Everyone is different, so everyone’s horror thresholds are distinct, even for the most versed aficionados in the genre. I have written torture pieces that have upset my dearest friends; I have written pieces my own husband refuses to read.

So what is your horror threshold?

I remember when zombies were Romero. I remember when vampires were Anne Rice. I remember when werewolves were barely on the radar. Nothing sparkled in the sun; no tweens lusted over the dark creatures. I remember when being a horror lover made you a goth in high school or a gore whore as an adult.

This is no longer exactly true.

Pure and raw horror will never really be mainstream; that is part of what defines it as a genre. Deeply disturbing will never been normal because then, by definition, it cannot be disturbing. However, this diluted, stylized horror has seemed to take over recently.


The Walking Dead has turned zombies into an utter phenomena. Twilight has brought the screaming teenage masses to vampires and werewolves (if you can even call them that).
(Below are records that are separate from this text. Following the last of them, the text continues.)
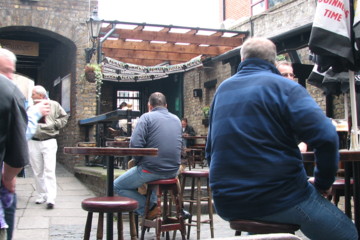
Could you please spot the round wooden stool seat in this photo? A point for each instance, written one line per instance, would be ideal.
(338, 189)
(193, 173)
(195, 199)
(161, 217)
(163, 181)
(340, 183)
(109, 204)
(260, 227)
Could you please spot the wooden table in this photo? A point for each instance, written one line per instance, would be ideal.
(351, 160)
(110, 151)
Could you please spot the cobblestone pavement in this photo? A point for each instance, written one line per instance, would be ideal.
(67, 219)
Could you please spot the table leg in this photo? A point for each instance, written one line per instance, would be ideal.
(110, 193)
(356, 176)
(348, 175)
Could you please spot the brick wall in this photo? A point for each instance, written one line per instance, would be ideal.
(63, 20)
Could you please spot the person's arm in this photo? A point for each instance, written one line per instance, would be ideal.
(191, 131)
(138, 136)
(9, 177)
(61, 119)
(16, 155)
(314, 128)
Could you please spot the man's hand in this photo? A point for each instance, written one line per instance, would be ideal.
(43, 107)
(325, 193)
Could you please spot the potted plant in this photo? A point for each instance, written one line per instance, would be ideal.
(92, 73)
(206, 111)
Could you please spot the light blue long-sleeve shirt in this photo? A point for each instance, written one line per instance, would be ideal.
(33, 117)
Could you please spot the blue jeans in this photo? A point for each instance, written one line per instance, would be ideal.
(318, 219)
(126, 185)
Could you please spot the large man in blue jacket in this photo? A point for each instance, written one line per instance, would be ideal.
(256, 169)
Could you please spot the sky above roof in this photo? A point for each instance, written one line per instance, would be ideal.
(189, 13)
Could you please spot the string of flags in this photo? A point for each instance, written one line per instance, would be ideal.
(114, 70)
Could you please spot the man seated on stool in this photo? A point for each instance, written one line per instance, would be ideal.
(256, 168)
(156, 129)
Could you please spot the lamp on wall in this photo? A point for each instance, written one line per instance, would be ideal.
(94, 26)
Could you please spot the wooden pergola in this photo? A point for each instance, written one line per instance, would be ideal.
(153, 44)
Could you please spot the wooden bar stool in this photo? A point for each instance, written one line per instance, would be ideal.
(164, 222)
(338, 189)
(109, 205)
(260, 227)
(196, 177)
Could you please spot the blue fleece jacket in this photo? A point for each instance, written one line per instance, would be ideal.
(159, 129)
(256, 117)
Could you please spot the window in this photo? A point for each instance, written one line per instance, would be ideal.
(259, 6)
(132, 97)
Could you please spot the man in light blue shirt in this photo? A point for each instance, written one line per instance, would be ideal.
(156, 129)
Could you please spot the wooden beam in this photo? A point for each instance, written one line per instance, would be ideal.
(178, 37)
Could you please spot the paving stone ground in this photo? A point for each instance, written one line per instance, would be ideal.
(67, 219)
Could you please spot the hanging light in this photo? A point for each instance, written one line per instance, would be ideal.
(94, 25)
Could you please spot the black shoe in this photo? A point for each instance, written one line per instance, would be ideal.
(50, 206)
(185, 214)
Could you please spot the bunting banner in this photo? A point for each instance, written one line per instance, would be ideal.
(132, 78)
(114, 70)
(331, 30)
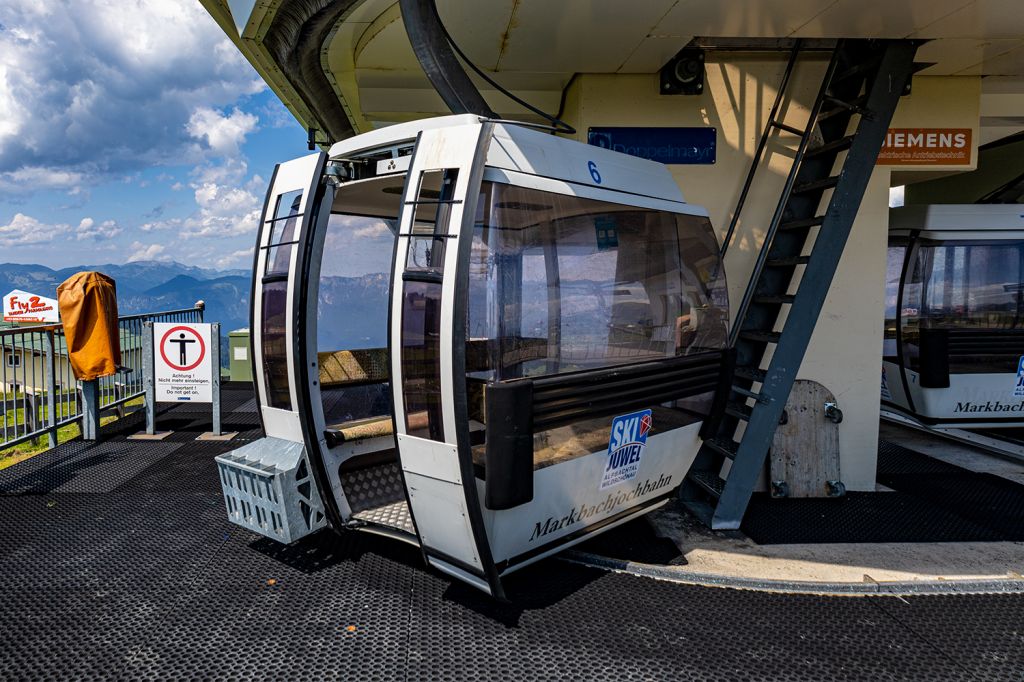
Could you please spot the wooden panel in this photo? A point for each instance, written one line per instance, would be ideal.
(352, 367)
(805, 451)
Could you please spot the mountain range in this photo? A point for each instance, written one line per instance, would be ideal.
(352, 310)
(150, 287)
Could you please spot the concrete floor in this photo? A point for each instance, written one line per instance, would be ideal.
(734, 556)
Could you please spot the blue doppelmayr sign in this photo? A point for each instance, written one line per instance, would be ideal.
(667, 145)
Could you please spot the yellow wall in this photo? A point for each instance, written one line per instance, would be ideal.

Hannibal, and TV shows of the like, have brought gore to network television. Serial killers and supernatural creatures and blood are no longer in the shadows. It seems like they are everywhere now.

As long-standing horror lovers, this cultural development is a double-edged sword. On one side, what we love is saturating the market now, easily accessed and pursued. We can see new (and rather well done) stories of Hannibal Lecter or Norman Bates in shows airing weekly. We can find zombie clothes, backpacks, whatever in the mall rather than some obscure, overpriced store online. There are more horroresque movies than we have time to attend.

Yet, on the other side, the genre can seem tainted. A key component of horror is being outside the status quo, ripping out of the box to be upsetting or traumatizing. For horror to fit inside the mainstream, the mainstream has become more tolerant of violence and gore, more amiable to fear; however, horror has become more pretty and appealing in turn. To a degree, it has been neutered.

Personally, I love the cultural shift. And I hate it. I enjoy the influx of media in my particular twisted flavor while I lament the perversion of the perverted to something placid for the masses.

Love it and/or hate it, it is what it is. There will always be a place for pure horror on the outskirts of our culture; there will always be a line that the mainstream will be too scared to cross. Even if the majority has adopted the idea behind the genre, purists will be out there keeping the darkness black and frightful.